Enable SRT in the ingest config:
"ingest": { "srt_enabled": true, "srt_port": "9000", "srt_latency": 120 }Publish an MPEG-TS stream (audio and video) from OBS, ffmpeg, or a DVB mux:
srt://host:9000?streamid=#!::r=live,m=publish,key=<password>
r= is the mount, key= is the source password. The TS demuxer resyncs
byte-by-byte if the sync byte drifts, so misaligned inputs don't silently lose
data.
Admin → Go Live broadcasts straight from a browser tab — no encoder software. It captures the mic/line input via WebAudio, offers a device picker, spectrum analyser, and level meters with headroom in dB.
-
WebRTC mode (default): Opus over a
pion/webrtcpeer connection, muxed to Ogg pages and written into the mount buffer. Lowest latency. -
HTTP fallback:
MediaRecorderchunks POSTed to/admin/golive/chunk(CSRF-protected, requires per-mount access).

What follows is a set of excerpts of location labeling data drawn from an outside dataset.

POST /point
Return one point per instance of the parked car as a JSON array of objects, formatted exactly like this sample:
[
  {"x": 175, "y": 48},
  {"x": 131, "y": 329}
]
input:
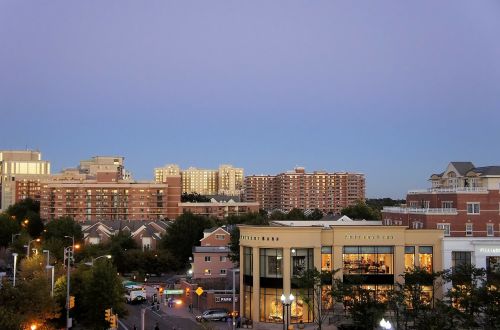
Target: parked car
[{"x": 218, "y": 314}]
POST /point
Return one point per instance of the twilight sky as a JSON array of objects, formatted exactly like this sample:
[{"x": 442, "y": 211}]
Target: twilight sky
[{"x": 392, "y": 89}]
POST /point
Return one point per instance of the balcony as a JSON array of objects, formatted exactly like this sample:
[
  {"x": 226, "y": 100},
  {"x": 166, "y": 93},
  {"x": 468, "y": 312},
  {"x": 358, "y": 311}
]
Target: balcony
[
  {"x": 414, "y": 210},
  {"x": 452, "y": 190}
]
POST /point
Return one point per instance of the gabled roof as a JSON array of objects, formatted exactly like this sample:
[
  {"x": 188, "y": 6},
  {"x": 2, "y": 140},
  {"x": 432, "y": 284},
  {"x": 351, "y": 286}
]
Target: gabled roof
[{"x": 462, "y": 167}]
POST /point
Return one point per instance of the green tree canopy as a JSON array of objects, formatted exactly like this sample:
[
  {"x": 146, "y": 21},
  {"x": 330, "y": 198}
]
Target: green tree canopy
[
  {"x": 361, "y": 211},
  {"x": 184, "y": 233}
]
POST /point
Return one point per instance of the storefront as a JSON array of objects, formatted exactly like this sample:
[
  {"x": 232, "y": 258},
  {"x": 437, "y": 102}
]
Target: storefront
[{"x": 272, "y": 255}]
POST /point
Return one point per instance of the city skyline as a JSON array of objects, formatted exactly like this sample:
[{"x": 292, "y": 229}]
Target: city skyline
[{"x": 392, "y": 90}]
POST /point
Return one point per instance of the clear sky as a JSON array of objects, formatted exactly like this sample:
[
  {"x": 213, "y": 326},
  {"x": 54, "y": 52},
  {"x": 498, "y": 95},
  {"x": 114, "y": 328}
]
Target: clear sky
[{"x": 393, "y": 89}]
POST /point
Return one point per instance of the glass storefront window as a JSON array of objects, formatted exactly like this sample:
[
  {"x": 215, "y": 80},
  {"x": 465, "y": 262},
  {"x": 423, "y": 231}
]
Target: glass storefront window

The WebRTC source-ingest endpoint requires the source password. This was the subject of CVE-2026-45327 (fixed in 2.5.0) — keep your server current. See Security.
TinyIce can act as a relay/edge node, pulling a stream from an upstream Icecast
server and re-serving it as a local mount. Configure under relays
(Admin → Relays):
"relays": [
{ "url": "http://master:8000/stream", "mount": "/relay",
"password": "", "burst_size": 65536, "enabled": true }
]| Field | Notes |
|---|---|
url |
Upstream stream URL. |
mount |
Local mount to publish under. |
password |
If the upstream requires source auth. |
burst_size |
Instant-start buffer for local listeners. |
enabled |
Per-relay toggle (honoured across restarts). |
In-stream ICY metadata is parsed and re-emitted, so "now playing" follows the upstream. The relay body has a 60 s idle read deadline. Relay chaining works; shared cluster state does not (each node is independent).
SSRF guard: relay (and webhook) URLs are validated — loopback, private (RFC 1918), and link-local addresses are rejected. See Security.
A mount that receives no data for ~2 minutes is automatically removed by the
health monitor (its health is exposed per-stream in /api/streams).
Transcoded outputs are exempt — they're tied to a configured encoder that
re-attaches when the source resumes, so they survive transient source flaps.